The reality is that cheerleading is a dangerous sport that requires hours of practice and skill with dance, gymnastics and stunting being key aspects of what it takes to build a performance.
At Stirling University’s team alone, CSU has four individual teams, Level 2 Cheer, Level 1 Cheer, Pom and Lyrical. Although CSU is one large team as a whole, the division of the skill sets means that everyone can enhance their skills and technique in their chosen area.
“You can be an absolute beginner to join Cheer, most of the girls on our team have never done it before…we do start from the basics, we teach everyone weekly and they develop skills to be able to be on the team,” said Emily.
With the amount of danger involved, from pulled muscles to fractured shoulders, it’s unsurprising that the insurance to be able to train within the Universities walls is expensive.
However, from the dedication that it requires to take part in the sport, it is surprising to learn that adequate funding isn’t immediately available from the University to help the cheerleader’s source equipment and cover travel expenses.
This year, which marked the third year in a row that the Championships have taken place, it was announced that cheerleading would be receiving SSS Sports funding.
This particular funding is higher education specific with the aim of encouraging more people to get involved with Sports. Since this funding has become newly available to Cheer, the girls at CSU have had to pay their own way and fundraise to do the sport they love.
Tesco and Morrison bag-packing, Bingo Night as well as acting as promoters for the local night club Dusk, is just a few ways Cheer has raised money before.

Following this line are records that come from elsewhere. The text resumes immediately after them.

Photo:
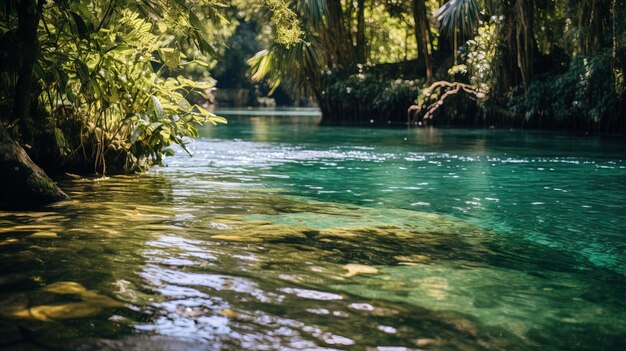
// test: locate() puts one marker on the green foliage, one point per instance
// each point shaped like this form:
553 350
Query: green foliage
107 80
481 57
581 95
370 96
458 16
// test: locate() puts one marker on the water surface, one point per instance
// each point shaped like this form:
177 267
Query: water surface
279 234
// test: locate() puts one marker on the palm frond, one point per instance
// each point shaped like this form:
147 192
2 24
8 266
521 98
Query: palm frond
458 15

CSU is also an active part of the wider community and fundraise for different charities outside of the University, such as the Terrence Higgins Trust and various social movements.
Some of this season’s Cheerleader’s fundraising for the Green Ribbon Campaign. – Source: CSU: Stirling University Cheerleading Squad Facebook page
However, from receiving the news of being recipients of SSS funding, the girls at CSU, and arguably across other University cheer teams, are excited by the new opportunities and equipment that they can obtain now.
The fact that Cheer is being recognised for the dedication and skill it takes, is exciting and means that societal progression for cheerleading across the country is taking place. It is a time of huge positive change for cheerleading in Scotland and the UK as a whole.